Lesson Two: Know Your Failover Strategy, and Make Certain It Will Work
There are two schools of thought when it comes to active failover between two facilities. One school advocates one hot facility (i.e., a primary datacenter) and one cold facility (i.e., a secondary datacenter). During nominal operations, the primary datacenter receives 100% of the traffic, and the secondary receives 0%; during failover, 100% of the traffic is directed to the secondary facility. The second school advocates two load balanced facilities each operating at less than 50% of capacity; should one fail, the second facility will (theoretically) be able to handle the load redirected from the first facility.
Unfortunately, the worst possible time to test your strategy is during an actual disaster. If you have one hot and one cold facility, you must make certain your cold facility can be reliably brought online to handle the traffic redirected from the hot facility. This means being diligent in rolling patches out to “that other site,” replacing failed drives in RAID arrays promptly even though the systems are for the most part idle, and monitoring secondary systems as adamantly as your primary systems. If you have two facilities actively sharing nominal load, you must make certain that one facility would have the resources to stand on its own. This means understanding what your bottleneck is (i.e, what does less than 50% of capacity actually mean? Is it transit? Is it CPU? Is it storage? Is it cooling? A combination?), closely monitoring it, and when it crosses the point of having 50% capacity utilized, expanding capacity (preferably you do this before it reaches that point).

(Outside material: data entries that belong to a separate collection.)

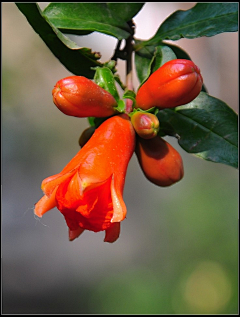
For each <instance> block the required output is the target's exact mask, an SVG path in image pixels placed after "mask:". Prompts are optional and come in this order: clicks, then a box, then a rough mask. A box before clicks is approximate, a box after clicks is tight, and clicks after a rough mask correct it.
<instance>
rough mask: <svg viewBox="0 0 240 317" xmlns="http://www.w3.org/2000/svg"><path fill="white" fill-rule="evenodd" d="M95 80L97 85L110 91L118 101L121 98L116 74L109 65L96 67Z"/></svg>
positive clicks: (94, 79) (94, 78)
mask: <svg viewBox="0 0 240 317" xmlns="http://www.w3.org/2000/svg"><path fill="white" fill-rule="evenodd" d="M94 81H95V83H96V84H97V85H99V86H100V87H102V88H103V89H105V90H106V91H108V92H109V93H110V94H111V95H112V96H113V97H114V98H115V100H116V101H118V100H119V94H118V91H117V88H116V86H115V79H114V75H113V73H112V71H111V70H110V69H109V68H108V67H96V73H95V75H94Z"/></svg>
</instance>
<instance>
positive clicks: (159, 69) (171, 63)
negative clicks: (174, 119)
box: [136, 59, 203, 110]
mask: <svg viewBox="0 0 240 317" xmlns="http://www.w3.org/2000/svg"><path fill="white" fill-rule="evenodd" d="M202 84H203V79H202V76H201V74H200V69H199V68H198V67H197V66H196V65H195V64H194V63H193V62H192V61H190V60H186V59H174V60H171V61H169V62H167V63H165V64H164V65H163V66H161V67H160V68H159V69H158V70H156V71H155V72H154V73H153V74H152V75H151V76H150V77H149V78H148V79H147V81H146V82H145V83H144V84H143V85H142V86H141V87H140V88H139V90H138V92H137V95H136V107H137V108H141V109H143V110H147V109H150V108H152V107H157V108H160V109H164V108H174V107H177V106H181V105H184V104H186V103H189V102H191V101H192V100H193V99H195V98H196V97H197V96H198V94H199V93H200V91H201V89H202Z"/></svg>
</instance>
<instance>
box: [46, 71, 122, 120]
mask: <svg viewBox="0 0 240 317" xmlns="http://www.w3.org/2000/svg"><path fill="white" fill-rule="evenodd" d="M52 95H53V102H54V103H55V105H56V106H57V107H58V109H59V110H60V111H62V112H63V113H64V114H66V115H68V116H74V117H80V118H82V117H108V116H111V115H113V114H115V113H116V112H117V111H116V110H115V107H117V101H116V100H115V99H114V97H113V96H112V95H111V94H110V93H109V92H107V91H106V90H105V89H103V88H101V87H100V86H98V85H97V84H95V83H94V82H93V81H91V80H90V79H88V78H86V77H83V76H70V77H66V78H64V79H61V80H59V81H58V82H57V83H56V85H55V86H54V88H53V91H52Z"/></svg>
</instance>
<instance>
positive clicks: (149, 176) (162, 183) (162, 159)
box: [135, 136, 184, 187]
mask: <svg viewBox="0 0 240 317" xmlns="http://www.w3.org/2000/svg"><path fill="white" fill-rule="evenodd" d="M135 153H136V155H137V158H138V162H139V164H140V166H141V169H142V171H143V173H144V175H145V176H146V178H147V179H148V180H149V181H150V182H152V183H153V184H155V185H158V186H161V187H166V186H170V185H173V184H174V183H176V182H178V181H180V180H181V179H182V178H183V174H184V171H183V162H182V158H181V155H180V154H179V153H178V152H177V150H175V149H174V148H173V147H172V146H171V145H170V144H169V143H168V142H166V141H165V140H163V139H162V138H161V137H159V136H156V137H155V138H153V139H150V140H144V139H141V138H138V140H137V144H136V149H135Z"/></svg>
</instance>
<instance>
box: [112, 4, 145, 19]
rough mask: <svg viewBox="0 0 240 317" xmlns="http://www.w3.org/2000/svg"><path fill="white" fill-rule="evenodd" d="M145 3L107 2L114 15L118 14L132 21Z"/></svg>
mask: <svg viewBox="0 0 240 317" xmlns="http://www.w3.org/2000/svg"><path fill="white" fill-rule="evenodd" d="M144 4H145V3H144V2H143V3H137V2H132V3H127V2H107V6H108V8H109V9H110V10H111V11H112V13H113V15H118V16H119V17H120V18H121V19H123V20H124V21H126V22H127V21H130V20H131V19H132V18H133V17H134V16H135V15H136V14H137V13H138V12H139V11H140V10H141V9H142V7H143V6H144Z"/></svg>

Lesson Three: When Disaster Strikes, Give WWW More Than a Browser Error
When Authorize.Net went down, the best source of information became their Twitter feed. As useful as this was for those of us on Twitter, including @DynInc, @tomdyninc, and @cvonwallenstein, surely there were many more folks without knowledge of Twitter that were left in the dark. The solution? Redirect your main site URL to an offsite facility showing a status page for you to disseminate facts, before your confused and frustrated customers make up rumors and fiction! According to Tom Daly, CTO of Dynamic Network Services Inc., “Showing real status information on a failover home page instead of a ‘Page cannot be displayed’ browser error retains the confidence and trust you have built with your customer, even in the face of disaster. Just showing your logo and a description of the problem is enough to let customers know that you care.”
Of course, this is only going to be possible for you if you have a low TTL value for the www record on your name servers, and you will need an easy to use method of configuring your name servers for 1) the failure page when disaster first strikes, and 2) the normal web servers when service is once again restored.
Our status page can always be found at http://status.dyn-inc.com, and it is hosted in a separate facility from our other web servers.
Disaster can rarely be predicted, but with some forethought and planning, cost-effective tools are available to automatically failover in the event of a disaster to a backup facility, and if nothing else, to facilitate honest and frequent communication with affected users. We will continue to be customers of Authorize.Net, and we hope they continue to invest in a reliable IT infrastructure. We know they will emerge from this disaster stronger than before, and we’re more than happy to help them along the way.